SAN
FRANCISCO - Een doorsnee brein verschilt in niets
van dat van een geniale wiskundige. Iedereen beschikt
over dezelfde wiskundige basisinstrumenten. Het
verschil zit hem in het abstractievermogen en vooral:
oefening, zo meldde maandag de internet-nieuwsdienst
Hotwired.
De
stelling werd verdedigd door Keith Devlin op een
wetenschappelijk congres in San Francisco. Kevlin,
zelf een wiskundige en decaan van de wetenschapsfaculteit
van Saint Mary's College in Californië, schreef
onlangs het boek The Math Gene (Het Wiskundegen)

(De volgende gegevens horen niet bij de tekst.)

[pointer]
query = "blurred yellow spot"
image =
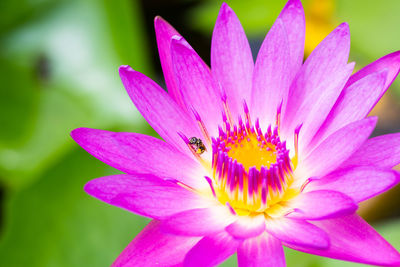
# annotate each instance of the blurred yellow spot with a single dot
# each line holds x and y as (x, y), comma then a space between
(319, 22)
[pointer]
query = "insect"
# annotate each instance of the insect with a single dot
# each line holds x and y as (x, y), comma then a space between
(197, 145)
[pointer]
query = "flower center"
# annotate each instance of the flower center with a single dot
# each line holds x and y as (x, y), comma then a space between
(252, 171)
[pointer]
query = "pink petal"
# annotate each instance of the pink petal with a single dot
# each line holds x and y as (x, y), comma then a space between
(211, 250)
(156, 106)
(153, 247)
(318, 107)
(382, 151)
(354, 103)
(246, 227)
(352, 239)
(321, 204)
(199, 222)
(146, 195)
(390, 63)
(359, 183)
(271, 78)
(335, 149)
(164, 34)
(293, 19)
(264, 250)
(231, 59)
(199, 89)
(136, 153)
(318, 83)
(297, 232)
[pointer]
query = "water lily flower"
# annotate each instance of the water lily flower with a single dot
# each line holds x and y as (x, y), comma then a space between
(254, 156)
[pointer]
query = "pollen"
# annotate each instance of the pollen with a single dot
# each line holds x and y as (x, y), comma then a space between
(252, 170)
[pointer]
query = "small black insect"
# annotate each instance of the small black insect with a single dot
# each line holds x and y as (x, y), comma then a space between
(197, 145)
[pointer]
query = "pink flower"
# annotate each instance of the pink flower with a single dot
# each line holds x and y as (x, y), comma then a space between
(255, 156)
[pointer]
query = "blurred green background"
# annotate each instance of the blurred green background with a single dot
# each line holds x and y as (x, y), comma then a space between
(59, 62)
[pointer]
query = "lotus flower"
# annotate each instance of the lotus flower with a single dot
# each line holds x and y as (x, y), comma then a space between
(254, 156)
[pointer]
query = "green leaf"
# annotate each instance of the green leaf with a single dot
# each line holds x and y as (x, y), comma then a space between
(55, 223)
(82, 44)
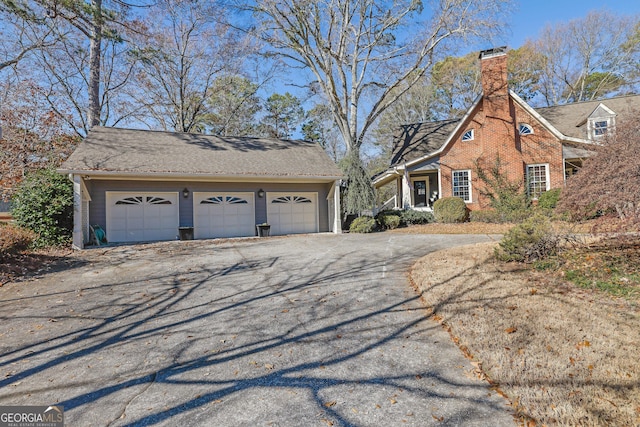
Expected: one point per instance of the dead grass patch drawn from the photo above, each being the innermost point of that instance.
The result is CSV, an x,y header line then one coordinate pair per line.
x,y
461,228
563,355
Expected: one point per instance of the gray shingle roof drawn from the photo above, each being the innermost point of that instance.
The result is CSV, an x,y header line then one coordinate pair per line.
x,y
153,152
420,139
570,119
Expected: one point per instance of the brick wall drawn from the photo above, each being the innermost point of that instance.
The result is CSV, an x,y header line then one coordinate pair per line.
x,y
495,122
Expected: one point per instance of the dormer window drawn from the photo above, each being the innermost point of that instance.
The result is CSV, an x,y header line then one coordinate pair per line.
x,y
600,128
601,122
525,129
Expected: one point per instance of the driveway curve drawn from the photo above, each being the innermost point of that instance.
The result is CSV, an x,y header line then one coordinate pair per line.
x,y
310,330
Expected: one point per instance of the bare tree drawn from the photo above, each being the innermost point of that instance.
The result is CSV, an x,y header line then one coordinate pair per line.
x,y
33,136
181,58
232,107
18,40
80,29
587,58
361,53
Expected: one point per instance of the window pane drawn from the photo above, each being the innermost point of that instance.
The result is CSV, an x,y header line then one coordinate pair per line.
x,y
537,178
462,185
600,128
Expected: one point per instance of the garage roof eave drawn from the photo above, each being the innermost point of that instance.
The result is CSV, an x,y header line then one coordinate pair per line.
x,y
172,176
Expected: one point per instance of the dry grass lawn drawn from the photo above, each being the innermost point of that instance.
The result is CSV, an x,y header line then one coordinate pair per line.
x,y
563,355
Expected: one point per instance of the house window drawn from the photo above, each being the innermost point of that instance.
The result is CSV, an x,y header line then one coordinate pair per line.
x,y
525,129
537,179
419,193
468,135
600,127
462,185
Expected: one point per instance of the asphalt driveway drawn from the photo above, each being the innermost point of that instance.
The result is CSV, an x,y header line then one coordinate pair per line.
x,y
311,330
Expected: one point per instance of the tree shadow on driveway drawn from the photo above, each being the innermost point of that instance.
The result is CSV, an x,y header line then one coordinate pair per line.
x,y
315,335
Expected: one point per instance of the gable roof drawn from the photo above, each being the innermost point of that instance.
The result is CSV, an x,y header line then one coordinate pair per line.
x,y
111,151
571,119
419,141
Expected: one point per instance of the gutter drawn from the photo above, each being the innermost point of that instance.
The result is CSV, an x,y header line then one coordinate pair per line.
x,y
170,176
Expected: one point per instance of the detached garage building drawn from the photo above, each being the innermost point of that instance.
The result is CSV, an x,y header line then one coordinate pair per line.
x,y
142,186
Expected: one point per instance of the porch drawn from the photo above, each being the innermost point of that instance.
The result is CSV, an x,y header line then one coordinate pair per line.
x,y
409,190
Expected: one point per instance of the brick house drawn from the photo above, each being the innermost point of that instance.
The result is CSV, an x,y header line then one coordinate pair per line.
x,y
539,147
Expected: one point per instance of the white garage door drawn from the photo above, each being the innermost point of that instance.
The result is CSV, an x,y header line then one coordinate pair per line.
x,y
291,213
223,215
141,217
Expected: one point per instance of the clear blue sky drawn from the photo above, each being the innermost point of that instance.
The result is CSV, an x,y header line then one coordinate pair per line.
x,y
531,16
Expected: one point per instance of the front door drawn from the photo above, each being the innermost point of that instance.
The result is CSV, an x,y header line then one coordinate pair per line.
x,y
419,193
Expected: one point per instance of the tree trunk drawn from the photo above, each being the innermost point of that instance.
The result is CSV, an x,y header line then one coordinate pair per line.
x,y
95,53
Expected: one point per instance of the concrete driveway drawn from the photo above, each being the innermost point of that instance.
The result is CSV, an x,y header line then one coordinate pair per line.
x,y
314,330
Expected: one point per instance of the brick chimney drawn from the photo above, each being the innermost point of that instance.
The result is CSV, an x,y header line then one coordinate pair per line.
x,y
495,89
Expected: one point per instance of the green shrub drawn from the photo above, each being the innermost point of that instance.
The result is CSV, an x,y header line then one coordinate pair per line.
x,y
489,216
411,217
363,224
43,203
508,198
549,199
14,240
532,240
388,220
450,210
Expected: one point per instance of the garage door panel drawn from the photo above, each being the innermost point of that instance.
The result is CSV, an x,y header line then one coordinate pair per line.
x,y
223,214
292,213
134,217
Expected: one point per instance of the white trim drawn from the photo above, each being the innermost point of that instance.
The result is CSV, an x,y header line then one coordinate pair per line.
x,y
547,177
591,116
78,235
311,195
199,227
112,196
333,201
527,126
163,176
544,121
470,186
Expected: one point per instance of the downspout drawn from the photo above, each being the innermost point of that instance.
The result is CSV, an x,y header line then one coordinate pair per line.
x,y
78,237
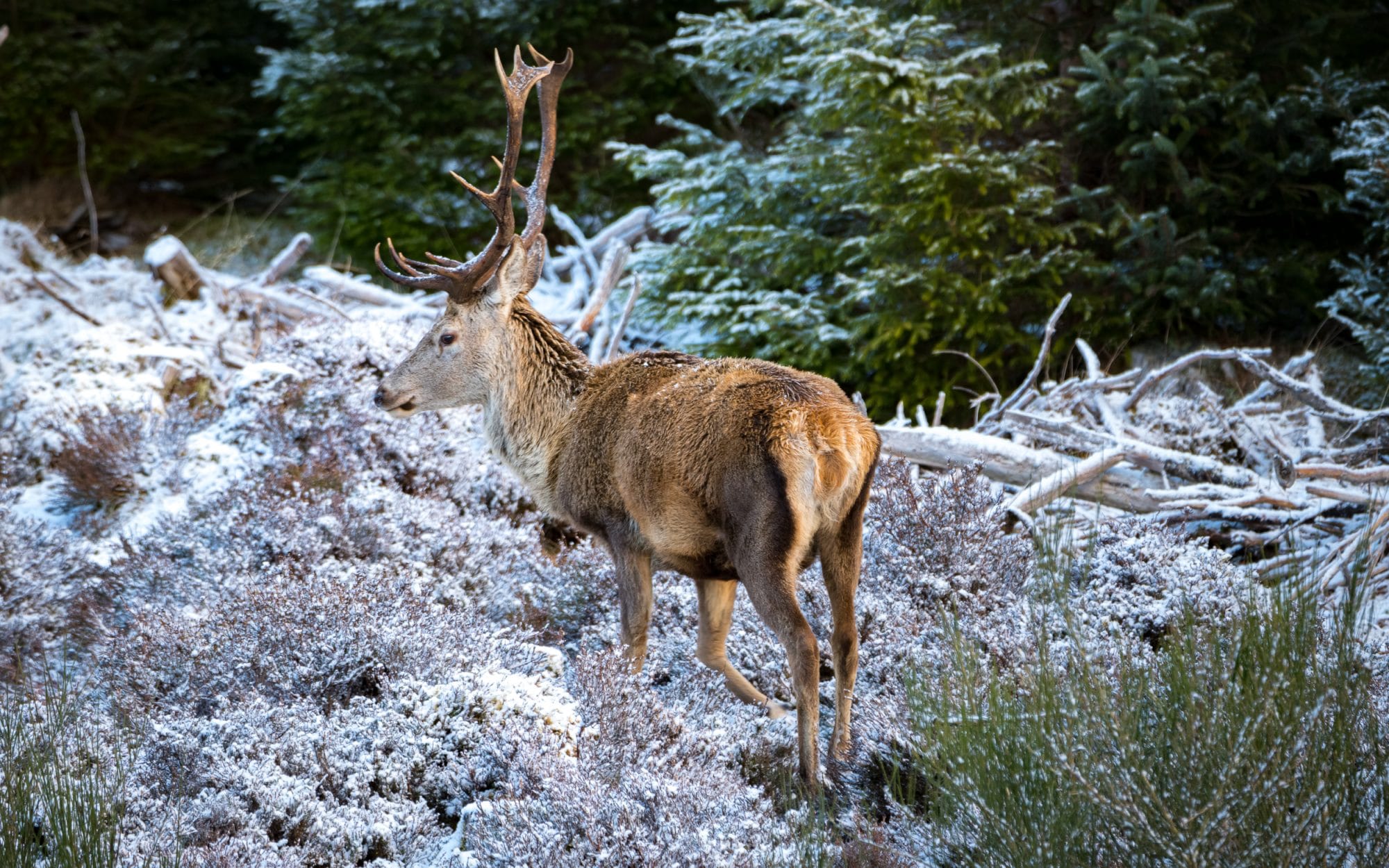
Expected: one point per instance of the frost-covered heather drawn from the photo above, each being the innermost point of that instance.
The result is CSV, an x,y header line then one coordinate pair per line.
x,y
331,638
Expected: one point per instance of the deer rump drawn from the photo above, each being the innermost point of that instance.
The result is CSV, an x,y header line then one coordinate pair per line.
x,y
691,460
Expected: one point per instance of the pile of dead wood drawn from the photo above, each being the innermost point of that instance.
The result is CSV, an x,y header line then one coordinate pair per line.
x,y
1309,480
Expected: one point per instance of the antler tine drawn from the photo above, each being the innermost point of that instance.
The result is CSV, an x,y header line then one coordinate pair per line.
x,y
412,277
535,195
463,280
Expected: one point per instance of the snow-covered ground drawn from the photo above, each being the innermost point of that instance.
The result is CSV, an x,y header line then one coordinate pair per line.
x,y
313,635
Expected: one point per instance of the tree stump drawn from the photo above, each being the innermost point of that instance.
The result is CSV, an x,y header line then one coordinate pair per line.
x,y
176,267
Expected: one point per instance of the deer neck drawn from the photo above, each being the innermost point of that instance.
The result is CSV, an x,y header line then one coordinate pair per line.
x,y
529,410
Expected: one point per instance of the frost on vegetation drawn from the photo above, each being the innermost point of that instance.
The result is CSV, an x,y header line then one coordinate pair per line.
x,y
1138,583
331,638
641,788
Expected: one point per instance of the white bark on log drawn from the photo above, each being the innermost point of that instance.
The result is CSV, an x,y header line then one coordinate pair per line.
x,y
1198,469
627,315
609,276
1186,362
176,267
627,230
1048,490
285,259
1308,394
1016,465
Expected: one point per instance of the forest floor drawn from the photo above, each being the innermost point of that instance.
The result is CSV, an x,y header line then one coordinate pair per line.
x,y
259,623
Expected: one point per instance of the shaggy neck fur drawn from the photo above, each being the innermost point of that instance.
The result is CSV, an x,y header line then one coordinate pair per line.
x,y
533,398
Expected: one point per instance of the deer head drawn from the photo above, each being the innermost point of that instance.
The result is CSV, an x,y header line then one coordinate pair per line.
x,y
462,356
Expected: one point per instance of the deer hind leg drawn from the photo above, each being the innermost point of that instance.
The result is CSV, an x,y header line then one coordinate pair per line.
x,y
841,560
767,546
634,592
716,616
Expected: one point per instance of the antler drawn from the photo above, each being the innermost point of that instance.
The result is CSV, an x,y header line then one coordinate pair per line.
x,y
463,280
535,195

over de oorsprong van het menselijke wiskundig denken.
Alle
breinen zijn gelijk, zo luidde de kernboodschap
van Devlins betoog. Wie voor elementaire rekensommetjes
in paniek naar de rekenmachine grijpt, beschikt
desondanks over dezelfde wiskundige capaciteiten
als een rekenwonder.
De
meeste wiskunde is ten hoogste enkele duizenden
jaren oud, en wat op de universiteit wordt aangeleerd
dateert vaak van minder dan driehonderd jaar geleden,
zei Devlin. Niets wijst erop dat de hersenen de
laatste duizend jaar plots ingrijpend veranderd
zouden zijn. Dat impliceert dat wiskundig denken
een amalgaam is van negen mentale basisfuncties.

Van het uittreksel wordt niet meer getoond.